Apr 25, 2017 12:08 pm
I've just bought a new house with carpeted bedrooms upstairs and a large rumpus room underneath that I'm turning into my bedroom. The layout is perfect for privacy as my son is 17 and being sydney will probably be at home for a long time yet.
He's very allergic to carpet and it reeks of dog wee so I've already booked someone to rip it all up and polish the beautiful floorboards underneath. The problem is even with the carpet that is there the noisy carry is terrible. We can even hear conversations upstairs and downstairs through the floorboards.
So now our dream of privacy is dying a little and I'm keen for ideas how to soundproof.
First option would be to replace old carpet with an acoustic underlay product of some kind, not ideal given allergies and might cause some issues with deposit I've paid.
I started reading into acoustic foam insulation, spray and ones where you pull off wall panels and ceiling and stick in bats. I'm not sure if that is a super expensive idea or worth embracing. You can access the area between my joists and the floorboards above from the side by pulling down some drywall in a an unfinished storage room behind rumpus room. Feasibly something could be slid in or sprayed in from there.
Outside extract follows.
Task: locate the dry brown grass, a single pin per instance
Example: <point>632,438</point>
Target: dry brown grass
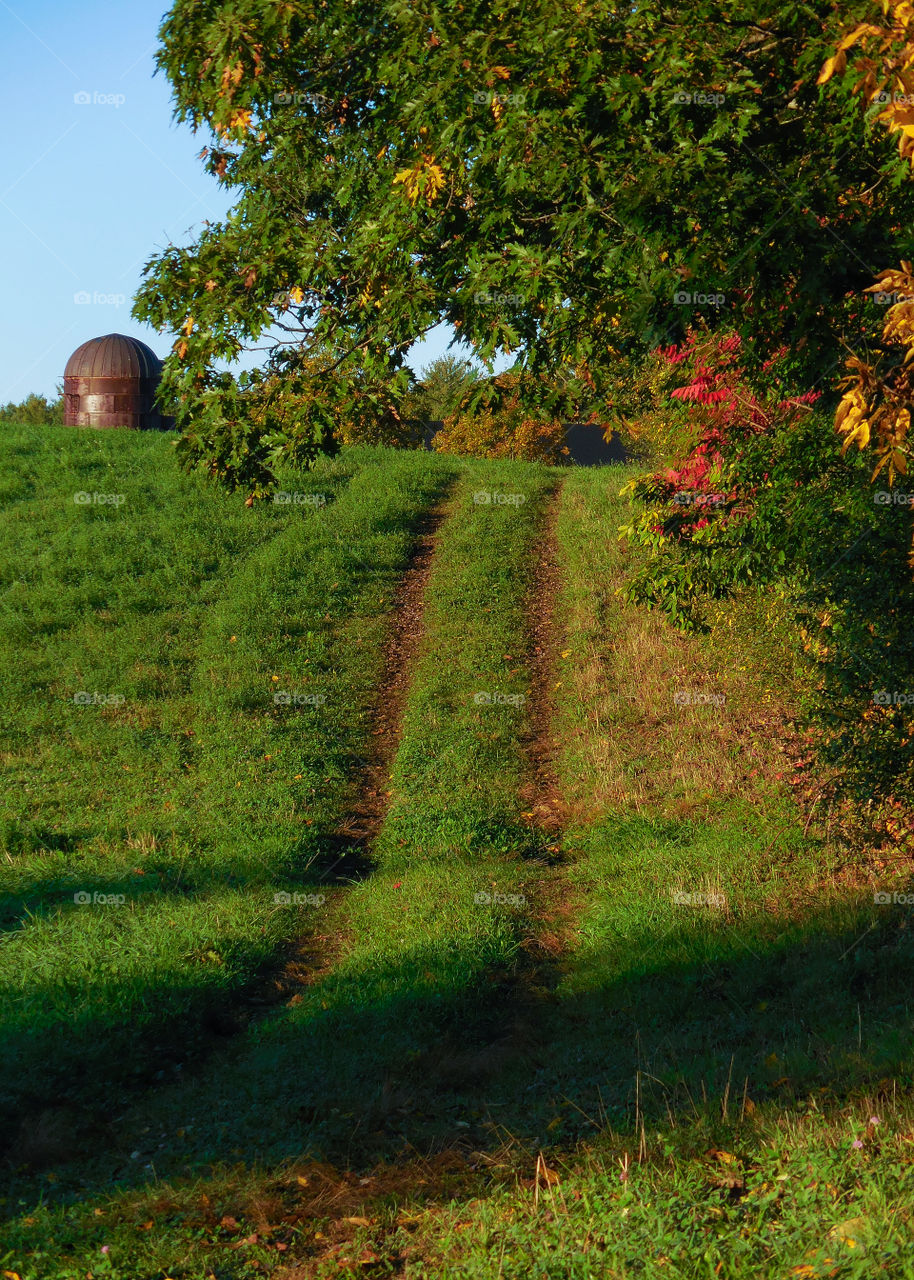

All the doors are hollow with gaps underneath too so that's something I thought I could improve.
Any thoughts on what I should look into and what options are most cost effective?
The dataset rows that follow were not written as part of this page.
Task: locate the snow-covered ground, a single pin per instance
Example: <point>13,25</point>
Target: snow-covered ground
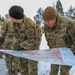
<point>43,67</point>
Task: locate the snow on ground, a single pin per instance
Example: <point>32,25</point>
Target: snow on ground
<point>43,67</point>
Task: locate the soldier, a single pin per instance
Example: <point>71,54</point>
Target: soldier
<point>19,33</point>
<point>59,32</point>
<point>39,32</point>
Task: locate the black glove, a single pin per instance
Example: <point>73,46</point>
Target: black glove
<point>18,48</point>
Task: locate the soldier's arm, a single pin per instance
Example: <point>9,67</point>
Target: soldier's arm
<point>30,39</point>
<point>3,32</point>
<point>71,31</point>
Re: Soundproofing question2
Aug 31, 2017 3:59 am
The best soundproofing option you can get for between the floors sound proofing:
1) Attach you gyprock ceiling using noise proofing clips (such as Whisper Clips) and hat channels such as:
http://www.buyinsulationproductstore.co ... ing-clips/
2) Gyprock on the ceiling should be double 16 mm plaster with Green Glue in between plasters and acoustic sealant in the gaps or alternatively, a thick double OSB underlayment with green glue below your floorboards.
If all done well, you can achieve STC of 60 which is sound studio level of sound insulation.
Sound Batts themselves as well as spray foam won't be providing much of a noise insulation (may you get 5 STC improvement over standard set up at the best).
Green Glue, WhisperClips and Hat Channels can be all purchased from Amazon.
A cheaper and less effective option will be to go for Mass Loaded Vinyl under your carpet underlayment.
I found the following data very helpful to identify your best sound proofing set ups:
(there are both floors and wall set ups there)
Hope it helps
Re: Soundproofing question3
Oct 02, 2017 1:22 pm
Replacing those doors with proper solid-core units that seal well around the edges is an absolute must - our last place had fantastic insulation and soundproofing but was let down by cheap doors. Never again.
Our approach was to utilise 13mm Boral Soundstop acoustic plasterboard for all of our walls and ceilings, with rockwool insulation bats installed in the walls. With a two-story home, insulation over the ground-floor ceiling would help too. If it's installed by the right people (so not Porter Davis) the plaster gets fitted to rubber mounts and the edges sealed properly, and can make a massive difference. If you can handle the cost and hassle of replacing plasterboard, then you'll get a good outcome.
Another common configuration is to have two layers of plasterboard on the walls, overlapping and staggered but that's a lot of hassle. A combination of 16mm and 13mm board is ideal in this case.
Rockwool insulation is a good product, but it's a finishing touch that delivers a small increase in performance. The plasterboard (both the material itself, but more imoprtantly the installation method) makes the bigger difference. I have very little experience with spray-in wall insulation but I wouldn't hold high hopes for it.
Good underlay will definitely help soak up the sound of footsteps overhead.
In a new build, I'd push you towards double-glazed windows as well, as external noise tends to add to the frustration of noisy kids banging away overhead.
Sound proofing is an expensive and tedious process, and one that requires a thorough understanding of the physics involved.